On Fri, 16 Feb 2007, Gilboa Davara wrote:
On Thu, 2007-02-15 at 19:23 +0200, Peter wrote:
On Thu, 15 Feb 2007, Gilboa Davara wrote:
Small example.
About two years ago I go bored, and decided to implement binary trees in
(x86) Assembly.
The end result was between 2-10 times faster then GCC (-O2/-O3)
generated code. (Depending the size of the tree)
The main reason being the lack of a 3 way comparison in C.
(above/below/equal)
And assembly lacks it too.
????????!!!?
cmp $eax,$ebx
jb label_below
ja label_above
<equal code>
Each jump is equivalent with a cache line flush.
But in C you can get creative with compound
statements:
int x,y;
register int t;
(t = x - y) && (((t < 0) && below()) || above()) || equal();
.. Which will only work if the below/above/equal are made of short
statements which is a very problematic pre-requisite.

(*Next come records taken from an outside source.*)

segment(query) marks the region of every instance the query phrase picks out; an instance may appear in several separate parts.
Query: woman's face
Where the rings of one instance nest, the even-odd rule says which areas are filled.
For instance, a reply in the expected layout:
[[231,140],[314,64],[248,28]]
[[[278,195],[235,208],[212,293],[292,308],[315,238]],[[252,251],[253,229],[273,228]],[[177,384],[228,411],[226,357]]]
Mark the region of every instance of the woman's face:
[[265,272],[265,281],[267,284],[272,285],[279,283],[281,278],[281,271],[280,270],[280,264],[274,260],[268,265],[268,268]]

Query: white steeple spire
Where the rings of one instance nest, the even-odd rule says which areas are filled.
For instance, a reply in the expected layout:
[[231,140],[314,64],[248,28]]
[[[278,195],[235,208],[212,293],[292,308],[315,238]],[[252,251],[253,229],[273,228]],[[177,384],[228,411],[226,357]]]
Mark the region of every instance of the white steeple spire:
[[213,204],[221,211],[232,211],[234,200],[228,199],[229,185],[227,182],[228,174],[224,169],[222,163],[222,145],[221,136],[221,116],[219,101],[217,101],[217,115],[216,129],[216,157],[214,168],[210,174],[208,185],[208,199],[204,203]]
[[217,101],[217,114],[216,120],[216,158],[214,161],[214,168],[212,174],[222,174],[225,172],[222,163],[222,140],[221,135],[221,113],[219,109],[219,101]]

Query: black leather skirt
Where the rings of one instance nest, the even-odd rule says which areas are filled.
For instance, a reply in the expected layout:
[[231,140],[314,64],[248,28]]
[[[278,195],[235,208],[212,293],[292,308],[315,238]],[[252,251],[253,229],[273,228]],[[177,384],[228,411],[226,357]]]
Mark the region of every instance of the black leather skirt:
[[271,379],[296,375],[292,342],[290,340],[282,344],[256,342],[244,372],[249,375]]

inline int below(your,optional,arguments);
will work fine. So will:
#define below(a,b,c) (z=a+b+c)
In my case I needed to store some additional information in each leaf -
making each step a compound statement by itself. (which in-turn,
rendered your compound less effective)
Don't be so sure about that. A compound statement can be optimized very
well.
which wastes 1 register variable. Still, there is no guarantee that this
generates faster code than an optimizing compiler (and gcc is not known
among the best optimizing compilers). Rewriting above using binary
operators and masks may be even faster.
The same code was also tested under Visual Studio 2K3 and showed the
same results. The assembly code was considerably faster then the VS
generate binary.
Assembly is not portable and it is a *** to debug. Yes, you can make it
run faster. It's fun for the 1st few days, after that you need to change
something or port it to a NSLU2 and things stop being nice very fast.
Especially if someone else needs to compile your code.
Atomic code execution should not require assembly because segment
locking can be done using C (even if that C is inline assembly for
some applications).
A. I -was- talking about in-line assembly.
B. How can I implement "lock btX/inc/dec/sub/add" in pure C?
(Let alone using the resulting flags. [setXX])
BTW, another valid excuse to using assembly (at least in
register-barren-world-known-as-i386) is the ability to trash the base
pointer. (every register count.)
Again, why are you assuming x86 assembly is the target ? It could be ARM
or MIPS or PPC. Optimizing x86 makes sense for extreme driver writing,
kernel code and such. Otherwise it makes little sense on a platform that
doubles its MIPS speed every 2 years. lock exists only on x86 and it
exists because x86 is a brainf***d architecture that allows 'long
instructions' (once upon a time known as microcode) to be interrupted in
the middle. I assure you that this is a very unique feature among CPUs.
Think about it, it's the only popular CPU that can be proud of being
theoretically able to throw an EINTR *inside* a machine code
instruction. Modifying BP + small mistake = crash. Oops.